Browder contended Fusion GPS created a dossier against him, too, by using “false information.”

“Since the Russians were working so closely with Simpsonon the anti-Magnitsky, anti-Bill Browder dossier, it would seem unlikely to me that the Russians wouldn’t know that there was another dossier being created,” Browder said….

In his Senate testimony, Simpson admitted to researching many of the allegations that appeared in Veselnitskaya’s talking points. When Donald Trump Jr. asked Veselnitskaya for proof, she did not provide any, according to Mueller’s report. Russian American lobbyist and former Soviet military officer Rinat Akhmetshin and the Russians then complained about U.S. sanctions and mentioned Russian adoption, and the Trump associates considered it a waste of time.

Browder believes that presentation was from Fusion GPS research, though Simpson denies any foreknowledge of the Trump Tower meeting despite seeing Veselnitskaya the day before, the day of, and the day after….

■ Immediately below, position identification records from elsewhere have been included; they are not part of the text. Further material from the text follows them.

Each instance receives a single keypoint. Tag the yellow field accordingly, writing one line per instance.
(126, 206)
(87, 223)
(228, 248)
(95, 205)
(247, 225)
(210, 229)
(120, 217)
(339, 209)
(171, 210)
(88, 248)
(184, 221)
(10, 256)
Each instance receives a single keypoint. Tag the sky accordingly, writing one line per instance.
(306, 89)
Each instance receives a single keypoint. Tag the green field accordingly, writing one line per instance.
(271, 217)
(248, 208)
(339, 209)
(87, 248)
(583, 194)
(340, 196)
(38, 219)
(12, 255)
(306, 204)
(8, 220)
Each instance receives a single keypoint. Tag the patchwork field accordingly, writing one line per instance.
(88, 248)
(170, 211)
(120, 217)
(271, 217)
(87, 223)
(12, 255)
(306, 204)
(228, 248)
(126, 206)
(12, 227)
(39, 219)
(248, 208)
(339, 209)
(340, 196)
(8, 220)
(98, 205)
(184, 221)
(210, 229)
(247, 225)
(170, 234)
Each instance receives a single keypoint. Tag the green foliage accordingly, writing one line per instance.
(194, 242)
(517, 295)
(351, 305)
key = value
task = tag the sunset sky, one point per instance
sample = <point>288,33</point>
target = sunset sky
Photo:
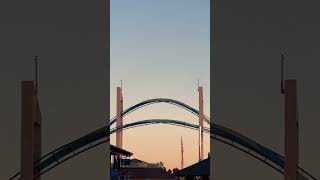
<point>159,49</point>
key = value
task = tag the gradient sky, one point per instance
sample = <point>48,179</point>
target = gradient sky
<point>159,49</point>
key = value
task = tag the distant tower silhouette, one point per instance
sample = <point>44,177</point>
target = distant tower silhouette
<point>119,120</point>
<point>182,160</point>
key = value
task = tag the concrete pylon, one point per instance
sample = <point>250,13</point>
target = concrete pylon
<point>201,117</point>
<point>291,131</point>
<point>30,130</point>
<point>119,118</point>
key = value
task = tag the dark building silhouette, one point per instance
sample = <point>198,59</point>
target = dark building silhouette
<point>200,170</point>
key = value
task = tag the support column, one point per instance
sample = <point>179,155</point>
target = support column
<point>201,117</point>
<point>27,133</point>
<point>291,131</point>
<point>30,130</point>
<point>119,121</point>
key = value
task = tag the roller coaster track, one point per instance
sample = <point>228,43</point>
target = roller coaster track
<point>102,135</point>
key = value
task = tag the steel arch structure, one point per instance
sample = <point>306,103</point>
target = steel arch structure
<point>101,135</point>
<point>219,133</point>
<point>160,100</point>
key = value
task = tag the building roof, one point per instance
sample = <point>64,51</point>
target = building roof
<point>116,150</point>
<point>201,168</point>
<point>147,173</point>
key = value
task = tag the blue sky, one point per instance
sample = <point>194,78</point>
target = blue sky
<point>158,49</point>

Veselnitskaya attended the meeting with fellow Russian anti-Magnitsky Act advocates, including Akhmetshin. Simpson told the Senate that BakerHostetler instructed Fusion GPS to pass anti-Browder research to Akhmetshin, who lobbied Congress against the Magnitsky Act. Akhmetshin, who is in Browder’s FARA complaint, criticized Browder in congressional testimony in 2017 and filed a lawsuit against him in 2018.

In January [couldn’t find the year], the DOJ unsealed an indictment against Veselnitskaya, now out of reach in Russia, alleging she’d obstructed justice during the Prevezon case through secret collaboration with Russia.

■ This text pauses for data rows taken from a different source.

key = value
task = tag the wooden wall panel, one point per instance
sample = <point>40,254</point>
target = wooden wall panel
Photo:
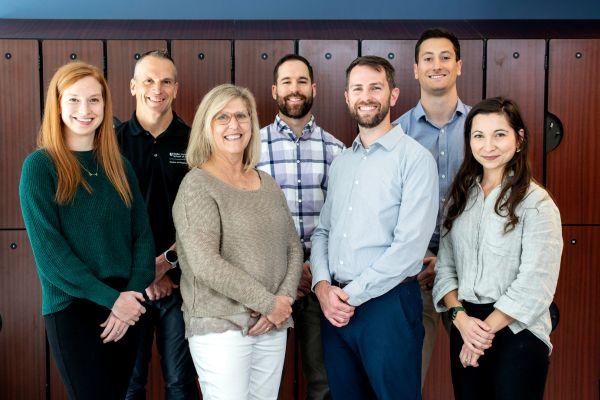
<point>254,63</point>
<point>56,53</point>
<point>575,361</point>
<point>401,54</point>
<point>201,65</point>
<point>121,58</point>
<point>573,169</point>
<point>22,340</point>
<point>329,59</point>
<point>515,69</point>
<point>19,120</point>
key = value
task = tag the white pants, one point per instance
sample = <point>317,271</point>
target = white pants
<point>231,366</point>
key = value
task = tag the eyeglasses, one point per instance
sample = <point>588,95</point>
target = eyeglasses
<point>225,118</point>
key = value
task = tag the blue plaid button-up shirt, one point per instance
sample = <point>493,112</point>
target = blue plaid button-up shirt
<point>300,165</point>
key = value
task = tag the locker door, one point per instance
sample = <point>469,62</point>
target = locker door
<point>22,340</point>
<point>254,63</point>
<point>20,121</point>
<point>573,170</point>
<point>329,59</point>
<point>201,65</point>
<point>515,69</point>
<point>121,58</point>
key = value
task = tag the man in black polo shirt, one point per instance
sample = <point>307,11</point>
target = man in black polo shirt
<point>154,140</point>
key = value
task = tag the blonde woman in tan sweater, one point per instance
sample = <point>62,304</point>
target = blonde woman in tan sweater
<point>240,255</point>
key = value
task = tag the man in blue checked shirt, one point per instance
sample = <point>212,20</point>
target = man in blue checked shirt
<point>437,122</point>
<point>369,245</point>
<point>298,154</point>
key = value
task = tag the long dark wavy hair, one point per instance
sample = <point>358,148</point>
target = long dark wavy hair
<point>517,172</point>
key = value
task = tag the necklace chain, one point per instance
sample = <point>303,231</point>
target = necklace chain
<point>88,171</point>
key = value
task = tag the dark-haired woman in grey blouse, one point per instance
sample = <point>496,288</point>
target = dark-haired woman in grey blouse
<point>498,262</point>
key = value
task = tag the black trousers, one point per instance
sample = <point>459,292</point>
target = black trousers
<point>89,368</point>
<point>514,368</point>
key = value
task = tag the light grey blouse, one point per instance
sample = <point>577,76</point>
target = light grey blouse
<point>517,271</point>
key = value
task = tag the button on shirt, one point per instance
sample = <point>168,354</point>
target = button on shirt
<point>517,270</point>
<point>378,218</point>
<point>446,144</point>
<point>159,164</point>
<point>300,166</point>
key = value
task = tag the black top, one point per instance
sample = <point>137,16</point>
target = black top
<point>160,165</point>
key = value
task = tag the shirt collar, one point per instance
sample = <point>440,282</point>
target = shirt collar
<point>461,109</point>
<point>387,141</point>
<point>284,128</point>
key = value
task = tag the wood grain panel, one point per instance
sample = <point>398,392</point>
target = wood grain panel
<point>22,340</point>
<point>575,361</point>
<point>254,63</point>
<point>121,58</point>
<point>329,59</point>
<point>515,69</point>
<point>19,121</point>
<point>56,53</point>
<point>201,65</point>
<point>573,169</point>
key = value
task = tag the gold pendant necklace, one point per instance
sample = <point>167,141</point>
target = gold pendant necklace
<point>90,173</point>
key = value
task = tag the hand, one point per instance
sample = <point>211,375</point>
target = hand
<point>427,276</point>
<point>333,303</point>
<point>128,307</point>
<point>263,325</point>
<point>475,333</point>
<point>114,329</point>
<point>160,288</point>
<point>282,310</point>
<point>305,281</point>
<point>468,358</point>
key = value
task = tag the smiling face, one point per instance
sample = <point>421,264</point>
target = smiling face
<point>437,68</point>
<point>82,110</point>
<point>154,85</point>
<point>369,96</point>
<point>231,129</point>
<point>493,142</point>
<point>294,90</point>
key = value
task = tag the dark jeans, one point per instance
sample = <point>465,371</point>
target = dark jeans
<point>165,317</point>
<point>514,368</point>
<point>89,368</point>
<point>378,354</point>
<point>307,319</point>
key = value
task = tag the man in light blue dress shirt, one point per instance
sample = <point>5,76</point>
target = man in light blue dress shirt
<point>437,122</point>
<point>368,247</point>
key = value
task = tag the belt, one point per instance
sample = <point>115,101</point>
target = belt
<point>343,285</point>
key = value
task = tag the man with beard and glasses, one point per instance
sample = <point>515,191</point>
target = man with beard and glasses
<point>437,122</point>
<point>369,244</point>
<point>298,154</point>
<point>154,140</point>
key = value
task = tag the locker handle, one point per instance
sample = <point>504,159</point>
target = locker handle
<point>554,132</point>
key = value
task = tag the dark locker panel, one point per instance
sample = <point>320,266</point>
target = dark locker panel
<point>515,69</point>
<point>201,65</point>
<point>401,54</point>
<point>56,53</point>
<point>254,63</point>
<point>575,360</point>
<point>329,59</point>
<point>573,169</point>
<point>20,121</point>
<point>121,58</point>
<point>22,340</point>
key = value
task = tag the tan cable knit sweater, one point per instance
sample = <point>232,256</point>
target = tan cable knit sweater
<point>237,249</point>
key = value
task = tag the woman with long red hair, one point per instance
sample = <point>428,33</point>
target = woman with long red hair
<point>90,236</point>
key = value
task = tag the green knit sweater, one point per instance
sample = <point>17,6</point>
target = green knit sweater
<point>77,246</point>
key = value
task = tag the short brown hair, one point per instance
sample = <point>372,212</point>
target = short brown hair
<point>378,64</point>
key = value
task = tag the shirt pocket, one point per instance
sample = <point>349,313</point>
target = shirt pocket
<point>499,243</point>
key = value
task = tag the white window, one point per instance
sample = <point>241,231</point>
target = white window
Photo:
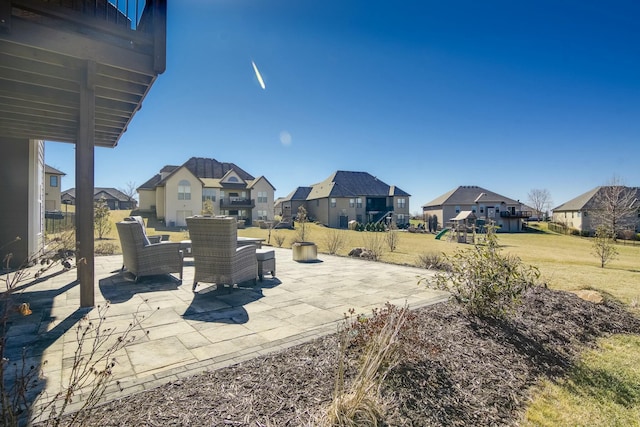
<point>209,194</point>
<point>184,190</point>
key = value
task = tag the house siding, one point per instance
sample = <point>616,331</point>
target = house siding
<point>178,210</point>
<point>147,199</point>
<point>52,194</point>
<point>262,185</point>
<point>19,169</point>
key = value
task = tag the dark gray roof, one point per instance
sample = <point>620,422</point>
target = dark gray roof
<point>352,184</point>
<point>299,193</point>
<point>587,200</point>
<point>152,183</point>
<point>211,168</point>
<point>468,194</point>
<point>113,192</point>
<point>200,167</point>
<point>52,170</point>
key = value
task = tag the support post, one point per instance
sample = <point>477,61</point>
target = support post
<point>84,187</point>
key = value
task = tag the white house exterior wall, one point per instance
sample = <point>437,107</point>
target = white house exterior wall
<point>161,209</point>
<point>147,199</point>
<point>177,210</point>
<point>262,185</point>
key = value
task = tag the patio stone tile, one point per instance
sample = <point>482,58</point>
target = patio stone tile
<point>192,332</point>
<point>156,354</point>
<point>220,333</point>
<point>280,332</point>
<point>193,340</point>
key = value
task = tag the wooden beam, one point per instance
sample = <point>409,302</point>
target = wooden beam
<point>78,46</point>
<point>84,188</point>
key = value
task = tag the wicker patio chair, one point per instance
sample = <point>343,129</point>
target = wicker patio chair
<point>142,258</point>
<point>217,258</point>
<point>157,238</point>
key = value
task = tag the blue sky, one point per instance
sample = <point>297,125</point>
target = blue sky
<point>426,95</point>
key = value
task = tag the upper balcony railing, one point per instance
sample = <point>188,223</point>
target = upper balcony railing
<point>134,24</point>
<point>237,203</point>
<point>127,13</point>
<point>516,214</point>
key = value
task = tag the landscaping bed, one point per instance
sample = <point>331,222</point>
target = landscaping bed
<point>457,370</point>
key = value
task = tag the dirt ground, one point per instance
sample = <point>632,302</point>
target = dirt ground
<point>457,371</point>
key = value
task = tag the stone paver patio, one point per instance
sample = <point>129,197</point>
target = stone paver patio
<point>188,332</point>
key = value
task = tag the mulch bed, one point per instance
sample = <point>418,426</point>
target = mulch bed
<point>459,371</point>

Fusion GPS’s co-founders said in their book that Prevezon’s court case was separate from its anti-Magnitsky Act activities.

“In early 2016, Prevezon — apart from the court case — had launched a lobbying campaign against the Global Magnitsky Act, working with Akhmetshin, in a backhanded effort to discredit [British subject] Browder in the halls of [US] Congress,” they wrote.

The firm never registered under FARA, they said, because it was not lobbying.

“Fusion had no say in the matter if Prevezon decided to take evidence from a court case and repurpose it. But all this would come back to haunt Fusion,” they wrote.”

………………………………

Added: Above Nov. 2019 article includes standalone quotes by Bill Browder but doesn’t provide a link or state the origin and context of the comments. I searched Browder’s twitter feed for awhile but didn’t see Fusion GPS mentioned. The internet lists multiple 2017 articles referencing Browder and GPS, an excerpt from a typical one is is posted below. I didn’t see any current relevant articles. Toward the end of the Washington Examiner article, the author quotes passages from a new book about Fusion GPS by Fusion GPS co-founders. Perhaps the book is the source of the standalone Browder quotes. In any case, it would’ve saved readers from wasting time trying to figure out the origin and context of the quotes. Following is typical of 2017 context:

7/26/2017: “In testimony before the Senate Judiciary Committee Thursday, financier Bill Browder is expected to uncover another shocking revelation about Fusion GPS, the left-wing firm….According to Browder’s prepared remarks submitted to the committee ahead of his testimony, the firm spread vicious lies about Sergei Magnitsky, a Russian lawyer [Magnitsky was not a lawyer, he was an accountant: “Magnitsky was an accountant. Browder acknowledges in his deposition in U.S. federal court 2015 that Magnitsky didn’t have a law degree or go to law school. See him say it in a video clip. In his own interrogations, Magnitsky is identified as an auditor.”] who was imprisoned and [allegedly] killed for exposing corruption in Putin’s regime.

Browder’s testimony will dwell on the Russian government’s attempts to repeal a [US] law passed in retaliation for [alleged] abuses against Magnitsky, the Magnitsky Act. Russian attempts to repeal the law reached a fever pitch last year [2016] in Washington, and Browder will allege that the actors involved in this effort did not disclose their roles as agents for foreign interests, thus violating the Foreign Agents Registration Act. One of the notorious players in this game was none other than Fusion GPS.”